Study design: Reliability study of guidelines development.
Objective: To compare criteria for low back surgery between two expert panels.
Background: Reliability of expert panels for determining appropriateness of indications for surgical procedures has heretofore received little attention.
Methods: Two multidisciplinary expert panels of similar composition were convened, in the United States and in Switzerland, to evaluate the appropriateness of 720 distinct clinical scenarios involving sciatica. Each indication was assigned to a category of appropriate, uncertain, and inappropriate.

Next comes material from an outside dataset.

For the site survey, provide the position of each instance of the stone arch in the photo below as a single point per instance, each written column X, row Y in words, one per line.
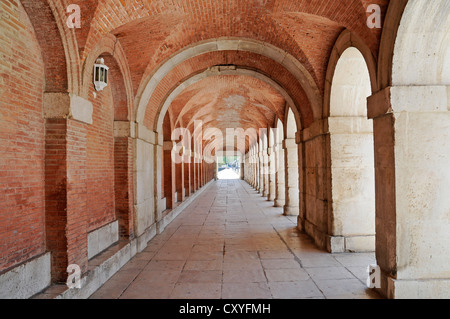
column 110, row 48
column 267, row 50
column 280, row 187
column 198, row 77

The appropriateness of the 720 theoretical scenarios were compared between the two panels, and both sets of criteria were applied to two series of actual cases.
Results: Seventy-nine percent (n = 566) of the 720 theoretical indications were assigned to identical categories of appropriateness by both panels (kappa = 0.63; P < 0.001). Only 2 of the 720 scenarios elicited frank disagreement. The percentage of the 720 indications that were considered appropriate differed between the two panels (U.S.: 3%; Swiss: 11%, P < 0.001), as did the percentage of intrapanel agreement for indications (U.S.: 51%, Swiss: 64%, P < 0.001). When the same theoretical scenarios were matched with two series of actual cases (n = 181 and 149) agreement was moderate (kappa = 0.46) to fair (kappa = 0.30).
Conclusion: There was substantial agreement on the appropriateness of surgery for theoretical cases of sciatica between independent expert panels from two countries. A better understanding of discordant ratings, especially for actual cases, should precede attempts at transposing recommendations emanating from a panel in one country to another.